As I watched the twitter stream fill my screen, I noticed that the Dutch and Spanish tweets starting to come through and immediately realised the global potential of this new course. This is what the academics at PLE Conference were saying about opening up their education courses to the world!
Sometimes we get too wrapped up in our own language – for me, it’s English (although I also follow the Greek tweets too) but all of a sudden, this course had a life of its own, in other countries and languages and little communities of learners were connecting in their own language. I found the concept brilliant because it shows to me that regardless of race, colour, creed or language, we all have our interests and we create our communities around these – and it doesn’t matter where we come from.
Initially, I enrolled into the gamification course with trepidation as I thought it would be a coding course; one where I would have to design a full game and frankly, I don’t have these skills. I’m not a coder; a multi media web developer; a technie – although I respect people who have these critical skills. However, Kevin explained that this course was not about that at all and I breathed a sigh of relief.
The goals of the course is to explain what is gamification, how is it valuable, how to do it effectively and the specific applications. I particularly liked that reference was made of how it helps with social good as this is another area I’m passionate about.
When the learner enters the site, it’s a “clean looking site” with the menu on the left. (I would have provided screen captures but I don’t want to impede on any copyright issues if there are any. But hey, the course is free so what’s stopping you enrolling anyway?) The menu includes the syllabus, the video lectures, homework quizzes, assignments, discussion forum, course policies and a Meeting Hangout (which I assume is like a Google hangout). There is also a fantastic Gamification Wiki that has abundant resources. The only issue I found using the wiki from within the Coursera site is that it takes you out to another site where you have to put in your username and password again, which means you can’t go back to your course. Of course, I haven’t experimented properly with this function so I could be wrong.
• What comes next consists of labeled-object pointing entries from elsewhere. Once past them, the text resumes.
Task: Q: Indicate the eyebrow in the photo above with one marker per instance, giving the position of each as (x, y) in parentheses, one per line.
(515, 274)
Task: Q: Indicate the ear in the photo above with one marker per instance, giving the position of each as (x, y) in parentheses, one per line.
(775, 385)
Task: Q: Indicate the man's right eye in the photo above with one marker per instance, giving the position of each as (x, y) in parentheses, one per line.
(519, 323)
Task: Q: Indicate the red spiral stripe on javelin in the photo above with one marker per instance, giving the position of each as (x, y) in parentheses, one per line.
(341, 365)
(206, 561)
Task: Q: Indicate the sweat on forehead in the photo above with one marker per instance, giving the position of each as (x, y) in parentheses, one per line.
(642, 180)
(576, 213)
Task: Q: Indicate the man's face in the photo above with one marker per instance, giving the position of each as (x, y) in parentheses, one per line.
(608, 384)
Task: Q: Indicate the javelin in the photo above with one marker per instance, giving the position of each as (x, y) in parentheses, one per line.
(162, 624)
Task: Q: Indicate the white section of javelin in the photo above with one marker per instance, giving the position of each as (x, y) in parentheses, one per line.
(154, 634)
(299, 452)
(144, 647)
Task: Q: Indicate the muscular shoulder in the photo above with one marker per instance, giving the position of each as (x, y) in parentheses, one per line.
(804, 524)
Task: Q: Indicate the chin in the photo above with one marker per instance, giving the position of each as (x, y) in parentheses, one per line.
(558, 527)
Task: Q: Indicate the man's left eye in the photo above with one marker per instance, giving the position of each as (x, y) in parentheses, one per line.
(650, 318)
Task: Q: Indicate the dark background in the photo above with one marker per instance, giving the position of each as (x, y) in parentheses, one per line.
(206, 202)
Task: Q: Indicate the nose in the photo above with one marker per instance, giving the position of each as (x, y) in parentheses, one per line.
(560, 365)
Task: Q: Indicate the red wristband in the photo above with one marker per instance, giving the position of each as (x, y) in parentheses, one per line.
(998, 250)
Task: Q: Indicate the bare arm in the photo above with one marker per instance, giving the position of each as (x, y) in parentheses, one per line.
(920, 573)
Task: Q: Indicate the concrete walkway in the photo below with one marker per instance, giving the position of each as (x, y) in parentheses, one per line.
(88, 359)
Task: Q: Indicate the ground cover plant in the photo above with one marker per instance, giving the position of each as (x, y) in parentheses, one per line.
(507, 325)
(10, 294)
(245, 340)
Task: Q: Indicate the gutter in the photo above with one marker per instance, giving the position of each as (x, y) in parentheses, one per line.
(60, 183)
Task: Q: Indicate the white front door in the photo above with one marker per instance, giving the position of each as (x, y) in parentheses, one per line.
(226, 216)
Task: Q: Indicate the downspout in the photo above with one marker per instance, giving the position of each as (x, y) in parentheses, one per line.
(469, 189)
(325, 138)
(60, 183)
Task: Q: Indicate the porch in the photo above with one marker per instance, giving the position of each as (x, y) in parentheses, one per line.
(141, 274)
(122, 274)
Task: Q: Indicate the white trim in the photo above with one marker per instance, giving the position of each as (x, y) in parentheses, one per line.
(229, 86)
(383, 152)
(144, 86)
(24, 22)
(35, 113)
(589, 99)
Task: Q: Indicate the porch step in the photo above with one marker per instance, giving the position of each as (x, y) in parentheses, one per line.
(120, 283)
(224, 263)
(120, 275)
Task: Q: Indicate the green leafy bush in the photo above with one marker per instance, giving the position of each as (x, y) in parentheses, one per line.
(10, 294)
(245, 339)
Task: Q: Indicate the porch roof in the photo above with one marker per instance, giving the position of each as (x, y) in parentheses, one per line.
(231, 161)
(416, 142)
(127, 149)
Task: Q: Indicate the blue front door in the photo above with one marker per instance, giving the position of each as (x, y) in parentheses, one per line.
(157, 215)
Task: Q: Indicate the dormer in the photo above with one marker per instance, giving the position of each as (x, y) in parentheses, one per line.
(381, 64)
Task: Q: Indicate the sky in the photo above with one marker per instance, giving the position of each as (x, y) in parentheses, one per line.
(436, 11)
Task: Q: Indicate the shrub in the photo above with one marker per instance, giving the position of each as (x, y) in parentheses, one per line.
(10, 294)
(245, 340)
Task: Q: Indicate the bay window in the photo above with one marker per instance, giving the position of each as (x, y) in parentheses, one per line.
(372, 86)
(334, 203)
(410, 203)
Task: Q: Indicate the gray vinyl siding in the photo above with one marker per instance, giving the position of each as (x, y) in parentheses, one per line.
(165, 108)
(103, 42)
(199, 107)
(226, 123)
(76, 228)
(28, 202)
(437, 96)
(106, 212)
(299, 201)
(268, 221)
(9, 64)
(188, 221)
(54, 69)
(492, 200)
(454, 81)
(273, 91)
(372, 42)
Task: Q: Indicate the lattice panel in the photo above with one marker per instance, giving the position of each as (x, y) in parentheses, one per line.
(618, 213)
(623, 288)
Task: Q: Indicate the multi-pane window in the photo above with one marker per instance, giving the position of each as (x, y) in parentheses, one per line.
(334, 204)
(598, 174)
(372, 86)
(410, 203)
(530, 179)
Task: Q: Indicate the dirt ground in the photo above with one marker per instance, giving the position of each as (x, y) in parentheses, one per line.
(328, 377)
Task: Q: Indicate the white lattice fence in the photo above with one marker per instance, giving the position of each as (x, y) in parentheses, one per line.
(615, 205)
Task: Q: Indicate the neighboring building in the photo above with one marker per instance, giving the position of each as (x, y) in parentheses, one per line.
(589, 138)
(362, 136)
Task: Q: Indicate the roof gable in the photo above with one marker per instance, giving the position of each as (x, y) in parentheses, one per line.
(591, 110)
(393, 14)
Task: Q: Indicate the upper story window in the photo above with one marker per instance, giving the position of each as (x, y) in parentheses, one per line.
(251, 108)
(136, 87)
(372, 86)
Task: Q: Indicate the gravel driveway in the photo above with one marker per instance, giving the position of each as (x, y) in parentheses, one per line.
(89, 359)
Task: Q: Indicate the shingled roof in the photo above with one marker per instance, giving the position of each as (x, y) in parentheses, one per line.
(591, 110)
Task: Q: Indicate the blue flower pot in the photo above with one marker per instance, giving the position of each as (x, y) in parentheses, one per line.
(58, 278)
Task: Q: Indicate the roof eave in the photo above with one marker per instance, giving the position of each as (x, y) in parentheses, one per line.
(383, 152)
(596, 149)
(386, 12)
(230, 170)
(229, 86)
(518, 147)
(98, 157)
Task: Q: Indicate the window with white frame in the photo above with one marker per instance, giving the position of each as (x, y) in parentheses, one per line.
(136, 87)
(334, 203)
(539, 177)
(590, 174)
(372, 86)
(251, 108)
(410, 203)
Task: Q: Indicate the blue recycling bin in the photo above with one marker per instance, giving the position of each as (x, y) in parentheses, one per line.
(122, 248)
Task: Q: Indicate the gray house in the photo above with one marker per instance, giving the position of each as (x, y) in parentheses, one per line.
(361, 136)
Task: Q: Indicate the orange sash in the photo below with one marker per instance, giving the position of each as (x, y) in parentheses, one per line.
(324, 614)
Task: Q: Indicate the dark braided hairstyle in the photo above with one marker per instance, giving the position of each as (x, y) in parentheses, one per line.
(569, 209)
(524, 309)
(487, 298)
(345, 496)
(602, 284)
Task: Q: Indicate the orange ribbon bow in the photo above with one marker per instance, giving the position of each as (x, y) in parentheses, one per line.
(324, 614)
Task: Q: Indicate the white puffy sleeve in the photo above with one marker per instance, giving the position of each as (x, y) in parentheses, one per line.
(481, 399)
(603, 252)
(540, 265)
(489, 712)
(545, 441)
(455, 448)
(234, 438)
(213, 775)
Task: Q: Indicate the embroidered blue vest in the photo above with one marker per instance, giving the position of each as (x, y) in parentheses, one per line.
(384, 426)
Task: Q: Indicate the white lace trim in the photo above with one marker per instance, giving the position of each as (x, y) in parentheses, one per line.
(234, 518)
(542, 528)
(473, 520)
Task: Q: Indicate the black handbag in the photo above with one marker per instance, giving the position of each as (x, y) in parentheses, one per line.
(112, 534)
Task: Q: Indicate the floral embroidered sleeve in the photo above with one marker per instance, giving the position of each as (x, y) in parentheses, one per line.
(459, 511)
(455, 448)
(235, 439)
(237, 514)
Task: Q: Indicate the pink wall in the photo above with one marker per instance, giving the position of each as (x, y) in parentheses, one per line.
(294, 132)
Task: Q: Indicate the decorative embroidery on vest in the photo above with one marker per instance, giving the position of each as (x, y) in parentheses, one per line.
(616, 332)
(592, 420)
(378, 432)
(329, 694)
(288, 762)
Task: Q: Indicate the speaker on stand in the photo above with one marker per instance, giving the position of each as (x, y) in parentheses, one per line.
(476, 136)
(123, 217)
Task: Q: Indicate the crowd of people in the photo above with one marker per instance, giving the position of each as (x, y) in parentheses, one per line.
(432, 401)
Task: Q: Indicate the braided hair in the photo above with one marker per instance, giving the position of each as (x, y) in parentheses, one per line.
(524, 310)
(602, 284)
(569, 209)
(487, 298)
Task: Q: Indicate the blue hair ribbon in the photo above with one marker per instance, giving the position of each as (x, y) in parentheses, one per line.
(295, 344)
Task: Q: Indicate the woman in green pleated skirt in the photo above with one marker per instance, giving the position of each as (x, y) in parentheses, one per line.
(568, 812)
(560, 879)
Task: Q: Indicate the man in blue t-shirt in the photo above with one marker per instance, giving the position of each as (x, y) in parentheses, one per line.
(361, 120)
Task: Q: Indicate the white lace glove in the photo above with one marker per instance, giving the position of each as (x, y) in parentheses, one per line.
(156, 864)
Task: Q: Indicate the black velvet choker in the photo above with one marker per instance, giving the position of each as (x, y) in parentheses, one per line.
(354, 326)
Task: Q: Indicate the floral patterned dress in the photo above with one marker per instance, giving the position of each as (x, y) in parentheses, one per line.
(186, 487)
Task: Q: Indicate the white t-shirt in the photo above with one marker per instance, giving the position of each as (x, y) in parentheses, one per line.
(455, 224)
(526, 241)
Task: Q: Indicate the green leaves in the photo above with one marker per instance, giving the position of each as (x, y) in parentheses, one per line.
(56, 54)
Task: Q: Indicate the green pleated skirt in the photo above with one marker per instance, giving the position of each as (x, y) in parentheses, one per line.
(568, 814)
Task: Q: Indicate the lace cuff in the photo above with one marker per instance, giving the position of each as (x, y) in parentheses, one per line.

If anything, I’ll just make sure the wiki is open in another window.
Surprisingly, in the first week of the Gamification Course, I did learn something.
I originally had the intention of doing this course purely with my learning and development hat on, to scrutinise how it was going to be presented, to look at how it was structured and to consider how I can apply the same to a corporate sense, I started listening, digesting, reflecting on Kevin’s content about gamification itself and how I can apply these ‘game elements and game design techniques in a non-game contexts’ to inspire a behaviour change.
I’m looking forward to the rest of the course and decided to blog about it as a way of motivating myself to apply the concepts and be held to account to finish it. I’ll see how I go.